Lying Hamstring Stretch
Targeted Muscles: Hamstrings, Glutes
Lie on the back and lift a single knee up. Grasp behind and just below the knee with both hands and pull toward the body while keeping the leg straight. If this is too difficult to stretch while keeping the leg straight, place one hand behind the knee and the other hand on the front of the shin to keep the leg straight. The resting leg can be bent at the knee and/or hip if the hip flexors are tight.
Neck Lateral Bends
Targeted muscles: Neck
Sit or stand tall with your chest up. Rotate your head to one side, then side flex your neck to the opposite side. Extend your head back while maintaining side flexion and rotation.
Passive Hip Abduction Stretch
Passive Stretch with Partner
Targeted muscles: Adductors
Lying down or stand on one leg while supporting yourself against a wall, abduct the hip while keeping the leg straight (side leg raise). Have a partner grasp the ankle and passively stretch the muscle further for you.
Plantar Flexor Stretch
Targeted muscles: Plantar Flexor
Standing with balls of the feet on a stair or elevated surface, lower the heels to the floor. It will feel similar to a calf stretch.
Begin in a front-leaning position against a wall or chair with one foot in front of the other. Flex the hip, knee and ankle to lower your body closer to the ground, keeping the feet flat on the floor.
Targeted Muscles: Adductors
Stand with your feet and knees together. Take a large step with your right foot to the right side and lunge towards the floor by bending your right knee and keeping the left leg completely straight. Make sure your right knee doesn’t extend past your toes. Push off through your right foot to return to the start to complete one side lunge. Repeat on both sides.
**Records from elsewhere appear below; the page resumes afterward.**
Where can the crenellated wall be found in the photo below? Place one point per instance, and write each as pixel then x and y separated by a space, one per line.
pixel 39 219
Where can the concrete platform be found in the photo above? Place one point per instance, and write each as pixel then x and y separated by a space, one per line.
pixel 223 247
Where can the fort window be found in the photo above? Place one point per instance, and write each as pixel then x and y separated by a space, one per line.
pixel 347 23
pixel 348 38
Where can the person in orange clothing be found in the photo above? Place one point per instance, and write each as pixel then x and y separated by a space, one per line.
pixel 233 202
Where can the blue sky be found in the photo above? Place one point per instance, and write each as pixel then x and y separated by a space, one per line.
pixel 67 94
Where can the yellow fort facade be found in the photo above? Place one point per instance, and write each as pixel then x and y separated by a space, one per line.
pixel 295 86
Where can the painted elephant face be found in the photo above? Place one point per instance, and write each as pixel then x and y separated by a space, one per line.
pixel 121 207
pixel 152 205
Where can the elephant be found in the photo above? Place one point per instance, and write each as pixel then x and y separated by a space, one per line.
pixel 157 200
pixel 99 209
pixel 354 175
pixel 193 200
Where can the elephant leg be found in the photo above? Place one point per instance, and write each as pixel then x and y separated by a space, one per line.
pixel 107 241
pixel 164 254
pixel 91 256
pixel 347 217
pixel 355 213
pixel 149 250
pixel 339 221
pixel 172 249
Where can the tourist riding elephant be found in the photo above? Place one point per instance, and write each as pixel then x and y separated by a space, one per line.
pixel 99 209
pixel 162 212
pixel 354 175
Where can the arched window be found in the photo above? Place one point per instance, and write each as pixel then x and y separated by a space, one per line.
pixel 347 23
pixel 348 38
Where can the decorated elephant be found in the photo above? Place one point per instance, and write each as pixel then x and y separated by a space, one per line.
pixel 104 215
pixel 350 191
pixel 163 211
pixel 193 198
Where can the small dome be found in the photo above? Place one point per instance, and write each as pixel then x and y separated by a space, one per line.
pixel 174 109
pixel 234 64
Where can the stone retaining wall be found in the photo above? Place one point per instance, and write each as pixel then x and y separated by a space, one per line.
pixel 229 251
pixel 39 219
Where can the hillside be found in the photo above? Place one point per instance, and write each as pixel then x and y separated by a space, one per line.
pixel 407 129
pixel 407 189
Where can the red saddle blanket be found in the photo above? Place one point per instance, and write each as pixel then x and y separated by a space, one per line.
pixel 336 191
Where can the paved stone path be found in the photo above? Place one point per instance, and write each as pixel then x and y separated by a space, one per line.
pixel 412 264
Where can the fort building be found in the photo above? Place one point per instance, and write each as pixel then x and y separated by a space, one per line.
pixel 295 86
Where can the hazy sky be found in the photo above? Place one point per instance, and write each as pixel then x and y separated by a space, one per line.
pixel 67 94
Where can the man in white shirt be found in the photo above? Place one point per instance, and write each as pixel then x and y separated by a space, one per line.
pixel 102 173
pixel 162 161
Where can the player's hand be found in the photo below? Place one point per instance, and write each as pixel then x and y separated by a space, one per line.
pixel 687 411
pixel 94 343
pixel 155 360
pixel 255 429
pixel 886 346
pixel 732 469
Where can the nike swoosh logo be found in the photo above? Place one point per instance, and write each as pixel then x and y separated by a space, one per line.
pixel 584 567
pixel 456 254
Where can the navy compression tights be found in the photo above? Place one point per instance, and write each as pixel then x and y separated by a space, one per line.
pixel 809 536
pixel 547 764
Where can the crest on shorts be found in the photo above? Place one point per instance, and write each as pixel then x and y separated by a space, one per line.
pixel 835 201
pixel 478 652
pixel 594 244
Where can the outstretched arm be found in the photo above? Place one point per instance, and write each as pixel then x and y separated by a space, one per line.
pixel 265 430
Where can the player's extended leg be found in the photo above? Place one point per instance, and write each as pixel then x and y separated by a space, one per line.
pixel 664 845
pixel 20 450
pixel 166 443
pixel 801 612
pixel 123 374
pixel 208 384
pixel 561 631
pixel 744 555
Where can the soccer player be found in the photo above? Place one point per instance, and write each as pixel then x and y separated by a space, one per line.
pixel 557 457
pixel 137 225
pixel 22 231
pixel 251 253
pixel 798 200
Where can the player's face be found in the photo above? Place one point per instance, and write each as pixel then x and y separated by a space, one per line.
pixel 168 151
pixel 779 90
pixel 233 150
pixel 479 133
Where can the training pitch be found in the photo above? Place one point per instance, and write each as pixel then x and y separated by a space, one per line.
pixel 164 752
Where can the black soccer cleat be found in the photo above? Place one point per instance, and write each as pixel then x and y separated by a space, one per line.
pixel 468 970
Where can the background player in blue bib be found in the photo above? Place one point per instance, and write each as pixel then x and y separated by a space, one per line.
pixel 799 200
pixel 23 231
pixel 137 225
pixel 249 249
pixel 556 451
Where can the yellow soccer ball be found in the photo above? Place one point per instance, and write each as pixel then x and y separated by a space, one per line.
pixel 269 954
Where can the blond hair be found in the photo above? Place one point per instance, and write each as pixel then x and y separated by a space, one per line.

Targeted muscles: Back and Abdominals
Begin lying flat on your stomach. Bring the elbows directly under the shoulders and place the forearms on the ground, parallel to each other (Or just place the hands directly below the shoulders.) Press the hands and forearms firmly down while sliding the shoulders away from the ears and lift up into a backbend/back extension. Keep the leg muscles engaged and pressing into the ground.
Standing Calf Stretch
Targeted muscles: Calves
Stand facing a wall, about two feet away with feet hip-width apart. Step back with your right leg, bending left knee, keeping right leg straight, both heels on the floor, and both feet facing forward. While keeping the left heel on the floor, place the toes of the left foot against the wall and lean forward toward the wall. Keep the heel closer to the wall for a deeper stretch.
Standing Hamstring Stretch
Targeted muscles: Hamstrings and Glutes
Holding onto a supportive railing or wall, place your right leg on a slightly raised surface. Keep your hips facing forward and the standing knee straight. Slowly bend forward at the hips, keeping the back fully erect, and chest up.
Standing Quadricep Stretch
Targeted muscles: Quads and Hip Flexors
Standing erect, and holding a wall or object for balance if needed, grasp the top of the ankle or forefoot behind. Pull ankle or forefoot to rear end. Straighten hip by moving the knee backward and hold. Repeat on each side.
Trunk Lateral Bend
Targeted muscles: Abductors and Obliques
From standing position with arms overhead, clasp the hands together and laterally bend/flex the trunk side to side. Stretch to slight discomfort.
Trunk Lateral Bend with Overhead Tricep Stretch
Targeted muscles: Obliques, Serratus Anterior, and Triceps
Raise the right arm over head and grab your right elbow with the left hand. Pull your right elbow over to the left and bend your trunk to the left into a comfortable stretch. Repeat on both sides.
Vertical Arm Swings
Targeted muscles: Shoulders, Serratus Anterior, and Chest
With arms in a straight, outstretched position, swing the left arm up over the head, while swinging the right arm down past the hip. To alternate sides, swing the left arm down, and the right arm up simultaneously.